Incarcéré depuis le 26 juillet et libérable en 2013, le preneur d’otage a été placé en garde à vue avant d’être hospitalisé dans une chambre sécurisée pour la nuit. Il devait être examiné mercredi par un expert psychiatre afin de déterminer si celui-ci est pénalement responsable. Dans l’affirmative, il risquerait alors trois années d’emprisonnement supplémentaires.
Ambiance tendue.
Implanté sur le site d’une ancienne caserne militaire, le centre de détention de Montmédy accueille actuellement 290 détenus pour une capacité totale de 328 personnes. Pour Kathy Soriano, l’ambiance au sein de l’établissement s’est fortement dégradée ces dernières années. « Depuis deux ans, nous voyons la population pénale changer, avec l’arrivée de peines plus courtes et un certain non-respect récurrent de l’institution (déchets, augmentation de la violence parmi les détenus). Les profils ont complètement changé, ce qui génère un climat d’insécurité pour nous soignants », explique-t-elle. Quant à l’UCSA, sa position géographique au sein de l’établissement pose problème : « L’unité se situe au bout du centre de détention. Cela veut dire que pour y accéder, nous devons traverser toute la zone de détention. Nous côtoyons chaque jour les détenus en libre accès à notre venue et notre sortie à l’UCSA. On peut très bien se retrouver au milieu d’une quinzaine de détenus durant le cheminement, ce qui est très difficile pour les professionnels. »

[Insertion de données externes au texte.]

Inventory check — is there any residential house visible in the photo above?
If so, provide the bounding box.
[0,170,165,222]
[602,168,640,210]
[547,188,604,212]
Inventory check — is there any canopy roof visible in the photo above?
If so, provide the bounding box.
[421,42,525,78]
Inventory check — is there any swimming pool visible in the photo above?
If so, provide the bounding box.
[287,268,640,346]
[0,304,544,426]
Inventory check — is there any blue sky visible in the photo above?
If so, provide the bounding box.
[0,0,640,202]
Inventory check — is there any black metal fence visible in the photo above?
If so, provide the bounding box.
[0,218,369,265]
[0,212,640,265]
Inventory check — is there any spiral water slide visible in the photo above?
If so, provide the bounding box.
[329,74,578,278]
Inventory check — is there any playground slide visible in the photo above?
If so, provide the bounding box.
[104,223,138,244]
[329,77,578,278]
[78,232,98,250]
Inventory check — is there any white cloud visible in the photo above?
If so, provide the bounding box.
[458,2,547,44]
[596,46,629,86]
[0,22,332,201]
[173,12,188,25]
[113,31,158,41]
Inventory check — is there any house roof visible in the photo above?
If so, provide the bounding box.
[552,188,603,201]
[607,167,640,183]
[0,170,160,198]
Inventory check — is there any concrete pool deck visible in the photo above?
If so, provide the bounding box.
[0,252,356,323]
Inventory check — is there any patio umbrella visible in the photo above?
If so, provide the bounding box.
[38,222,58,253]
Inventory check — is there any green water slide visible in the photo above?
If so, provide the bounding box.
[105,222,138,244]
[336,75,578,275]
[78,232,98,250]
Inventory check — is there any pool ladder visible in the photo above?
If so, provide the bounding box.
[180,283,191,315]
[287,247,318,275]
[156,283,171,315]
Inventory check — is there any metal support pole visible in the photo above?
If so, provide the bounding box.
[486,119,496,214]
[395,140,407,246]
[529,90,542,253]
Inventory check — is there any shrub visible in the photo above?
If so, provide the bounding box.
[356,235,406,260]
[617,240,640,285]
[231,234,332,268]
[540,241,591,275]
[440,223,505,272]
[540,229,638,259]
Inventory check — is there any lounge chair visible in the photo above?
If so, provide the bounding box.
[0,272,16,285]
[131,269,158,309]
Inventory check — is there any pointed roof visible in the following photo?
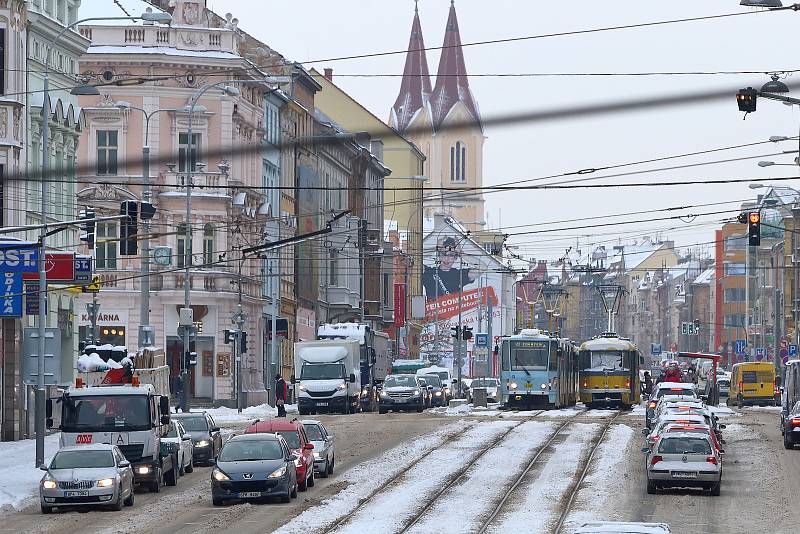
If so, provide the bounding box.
[430,1,483,130]
[392,4,431,132]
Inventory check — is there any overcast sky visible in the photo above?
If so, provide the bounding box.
[220,0,800,264]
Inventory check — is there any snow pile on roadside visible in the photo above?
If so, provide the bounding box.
[0,434,60,510]
[275,419,476,534]
[565,425,636,532]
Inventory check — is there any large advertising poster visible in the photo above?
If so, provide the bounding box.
[420,233,509,376]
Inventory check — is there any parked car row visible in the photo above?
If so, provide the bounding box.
[642,382,725,495]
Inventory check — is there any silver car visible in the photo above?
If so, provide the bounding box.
[301,419,336,478]
[642,432,722,495]
[39,443,133,514]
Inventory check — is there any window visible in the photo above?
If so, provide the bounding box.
[97,130,118,175]
[450,141,467,182]
[723,287,746,302]
[94,222,117,269]
[176,224,192,268]
[178,132,200,172]
[203,223,214,267]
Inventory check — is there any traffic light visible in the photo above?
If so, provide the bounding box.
[747,211,761,247]
[119,200,139,256]
[736,87,758,113]
[461,326,472,341]
[78,208,95,248]
[222,329,236,344]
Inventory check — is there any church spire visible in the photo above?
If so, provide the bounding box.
[430,0,483,129]
[392,2,431,132]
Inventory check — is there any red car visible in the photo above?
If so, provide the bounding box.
[244,418,314,491]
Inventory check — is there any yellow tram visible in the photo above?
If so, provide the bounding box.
[579,333,642,410]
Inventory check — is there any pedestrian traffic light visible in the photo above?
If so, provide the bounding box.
[736,87,758,113]
[119,200,139,256]
[78,208,95,248]
[747,211,761,247]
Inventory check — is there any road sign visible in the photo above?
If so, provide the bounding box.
[0,245,39,273]
[0,273,22,317]
[22,252,75,282]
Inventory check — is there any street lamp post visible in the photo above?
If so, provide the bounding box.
[34,8,172,467]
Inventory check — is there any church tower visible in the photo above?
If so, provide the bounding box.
[390,0,484,230]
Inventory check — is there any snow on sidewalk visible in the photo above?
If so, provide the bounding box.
[488,423,600,533]
[0,434,61,510]
[409,421,556,534]
[275,419,478,534]
[336,421,516,534]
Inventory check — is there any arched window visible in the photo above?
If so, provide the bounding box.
[450,141,467,183]
[203,223,214,267]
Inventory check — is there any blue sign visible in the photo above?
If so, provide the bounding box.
[0,272,22,317]
[475,334,489,349]
[0,245,39,274]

L’entrée d’un prisonnier au sein de l’infirmerie avec un objet dangereux n’est en outre pas une première. « Des détenus ont déjà pénétré l’UCSA avec des lames de rasoir mais nous n’avons jamais eu d’agression physique », souligne Kathy Soriano. Suite à la prise d’otage, une mesure de prévention a été mise en place dès mercredi avec désormais l’usage systématique de détecteur de métaux lors de la fouille d’entrée à l’UCSA.
Hormis un urgentiste réalisant deux vacations mensuelles, le Dr Jean-Luc Wagler est le seul médecin à exercer au quotidien au sein de l’UCSA du centre de détention de Montmédy. Fatigué après cette longue prise d’otage, le médecin souhaite tourner la page au plus vite. « Il voulait reprendre dès le lendemain ! C’est nous qui l’avons poussé à prendre une journée de repos. Son souhait était de rencontrer rapidement l’équipe paramédicale car tout le monde l’a attendu jusqu’au dénouement ». Jeudi, le Dr Wagler devait normalement reprendre ses fonctions à la prison de Montmédy.